東京都美術館(東京都台東区上野公園)で展示中の造形作品が政治的だとして、美術館側が作家に作品の撤去や手直しを求めた。撤去を求められたのは、神奈川県海老名市の造形作家中垣克久さん(70)の作品「時代(とき)の肖像-絶滅危惧種」美術館の小室明子副館長が作品撤去を求めたのは翌十六日朝。都の運営要綱は「特定の政党・宗教を支持、または反対する場合は使用させないことができる」と定めており、靖国参拝への批判などが該当すると判断したという。ー―東京新聞(2014年)
 
 このとき個人として抗議文を東京都に出した。本来であれば、東京都美術館で作品展示をしている人はすべからく、抗議しなければならない問題であった。しかし抗議をした団体は無かった。たぶん、抗議することによって、差別を受けるのでは無いかという忖度である。あるいは、政権支持の人たちであろう。
 表現の自由もある。見ない自由もある。悲惨な殺人死体を見たくないというのに、見ざる得ない裁判員と言うこともある。見たことによってトラウマになったという人も居る。
 資本主義社会最終段階にある、現状では芸術というものも商品としての側面で判断される場面がほとんどである。アメリカで高く売れたから良い作品であるというような判断が普通だ。
 銀座の画廊では、売れない作品には展示の自由は無い。もちろん自腹を切って展示するのは自由である。経済性があるかという価値基準は、いつの時代でも芸術をゆがめている。
 表現の不自由ということを、現代美術の問題として取り上げるなら、商品としての芸術という意味を問うべきだと思う。政治的表現という意味より、現代という時代の切り口は経済である。少女像が問題になっての、報復処置が輸出制限である。
 商品として評価されていた作品がどのように暴落したかとか。どういう社会ではどういう商品絵画が評価されたかとか。では現代日本ではどうなっているか。現代美術の商品性の見苦しさはちょっとひどいものがある。
 愛知トリエンナーレという公な場所には自由は無い。そして、現代社会にも、政治的表現には自由は無い。このことははっきりとした。
 
 自分の作品はそんなこととは関係も無いからどうでもいいという、芸術家的な人が大半だろう。関係の無いような作品は本当は無いのだ。社会と関係の無いような作品しか生まれない時代なのだ。すでに、絵画は社会性を失っている。

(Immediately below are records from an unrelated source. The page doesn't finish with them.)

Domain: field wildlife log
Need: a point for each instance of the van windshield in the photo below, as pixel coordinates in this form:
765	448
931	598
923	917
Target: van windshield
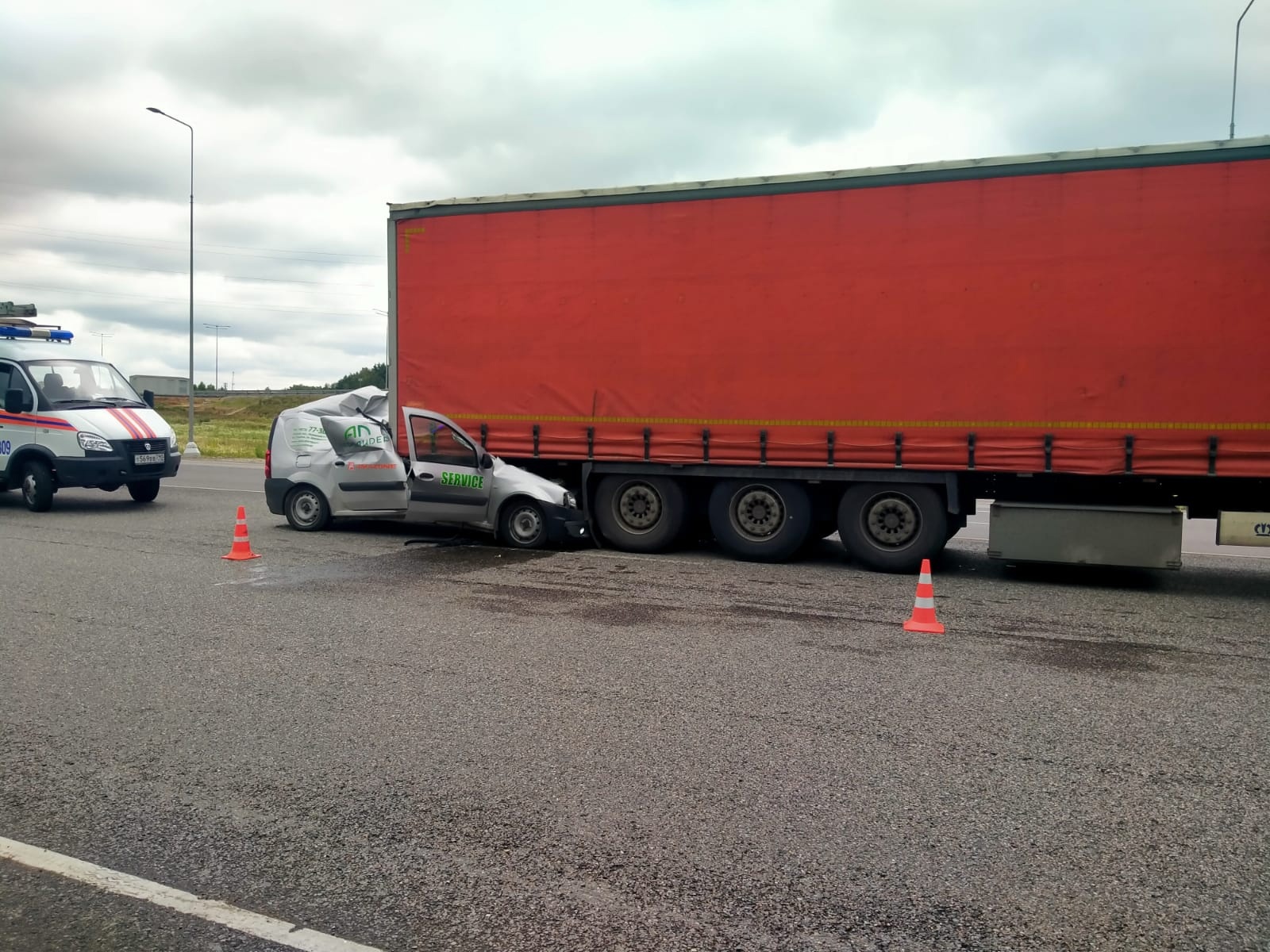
82	382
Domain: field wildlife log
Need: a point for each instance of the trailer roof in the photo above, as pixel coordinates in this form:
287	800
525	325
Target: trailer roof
997	167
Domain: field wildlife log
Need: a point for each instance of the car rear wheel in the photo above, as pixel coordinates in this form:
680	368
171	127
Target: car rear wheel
306	509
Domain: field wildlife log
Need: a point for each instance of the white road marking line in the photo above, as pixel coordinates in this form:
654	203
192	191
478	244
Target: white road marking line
221	913
1221	555
213	489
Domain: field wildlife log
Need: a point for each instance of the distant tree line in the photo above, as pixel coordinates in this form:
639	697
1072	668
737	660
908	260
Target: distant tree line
374	376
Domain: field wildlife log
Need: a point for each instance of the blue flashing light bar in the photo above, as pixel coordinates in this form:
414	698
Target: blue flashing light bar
8	330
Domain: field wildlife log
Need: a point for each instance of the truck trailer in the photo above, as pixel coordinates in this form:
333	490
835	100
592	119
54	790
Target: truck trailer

 不自由な作品のほとんどが、立体であり、映像である。絵画で撤去しろなどと言われるようなものはまずない。絵画というものは2次的なものなのだ。2次的なものの持つ本当の力は萎えている。それを見抜く解釈者がいて初めて本当の力が成立する。
 この表現の不自由展は芸術というものが、商品化されてしまった時代にあって、現代美術に目を集めようという、アイデアである。目を引きすぎて、中止にはなったが、意図は成功したと言うことになった。

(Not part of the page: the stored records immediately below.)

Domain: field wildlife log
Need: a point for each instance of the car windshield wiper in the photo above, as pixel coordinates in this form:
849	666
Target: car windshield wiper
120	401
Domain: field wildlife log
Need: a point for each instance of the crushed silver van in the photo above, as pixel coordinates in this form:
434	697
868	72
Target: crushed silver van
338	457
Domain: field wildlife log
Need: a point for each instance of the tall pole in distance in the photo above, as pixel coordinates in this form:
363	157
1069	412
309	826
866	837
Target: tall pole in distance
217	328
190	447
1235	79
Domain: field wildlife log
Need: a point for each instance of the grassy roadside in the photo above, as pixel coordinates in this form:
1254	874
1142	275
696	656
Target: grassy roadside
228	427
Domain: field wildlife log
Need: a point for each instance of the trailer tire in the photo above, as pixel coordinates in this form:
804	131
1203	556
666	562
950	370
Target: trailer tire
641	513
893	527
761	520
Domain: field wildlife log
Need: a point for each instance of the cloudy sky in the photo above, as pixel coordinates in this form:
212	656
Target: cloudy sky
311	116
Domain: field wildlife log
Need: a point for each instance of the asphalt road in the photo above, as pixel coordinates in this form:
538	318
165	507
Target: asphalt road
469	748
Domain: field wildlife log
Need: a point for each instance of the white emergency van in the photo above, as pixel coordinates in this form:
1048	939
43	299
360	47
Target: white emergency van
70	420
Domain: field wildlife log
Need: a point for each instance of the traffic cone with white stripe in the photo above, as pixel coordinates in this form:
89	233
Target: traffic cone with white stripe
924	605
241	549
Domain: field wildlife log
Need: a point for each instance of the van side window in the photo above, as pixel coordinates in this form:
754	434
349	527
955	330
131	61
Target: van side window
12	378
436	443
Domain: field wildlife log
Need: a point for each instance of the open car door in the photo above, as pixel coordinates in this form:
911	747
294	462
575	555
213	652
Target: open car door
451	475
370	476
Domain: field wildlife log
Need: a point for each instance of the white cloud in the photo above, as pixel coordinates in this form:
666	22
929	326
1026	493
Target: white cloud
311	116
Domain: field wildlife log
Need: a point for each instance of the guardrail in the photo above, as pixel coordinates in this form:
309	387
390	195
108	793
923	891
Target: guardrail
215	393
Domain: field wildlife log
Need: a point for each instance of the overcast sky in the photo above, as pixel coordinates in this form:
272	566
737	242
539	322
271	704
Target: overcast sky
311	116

 良くも開催まで持ち込んだと思う。これで展覧会をバックアップした行政の人間、美術館関係者を処分するなどと言うことは、止して貰いたい。そういうことをするから萎縮し、忖度人間だけになるのだ。
 展示の中止は間違えである。美術館という場はそういう場である。日本大使館の前に置くと言うことは間違えである。しかし、世界中どこの美術館に飾ろうと何の問題も無い。美術館という場はそういう無色透明の治外法権で無ければならない。
 美術館というものは作品を販売する場でも無い。作品を展示する場だ。最近団体によっては作品の販売をするところもままある。資本主義の泥沼に落ち込み、作品と商品の違いすら分からない作家も多くなっている。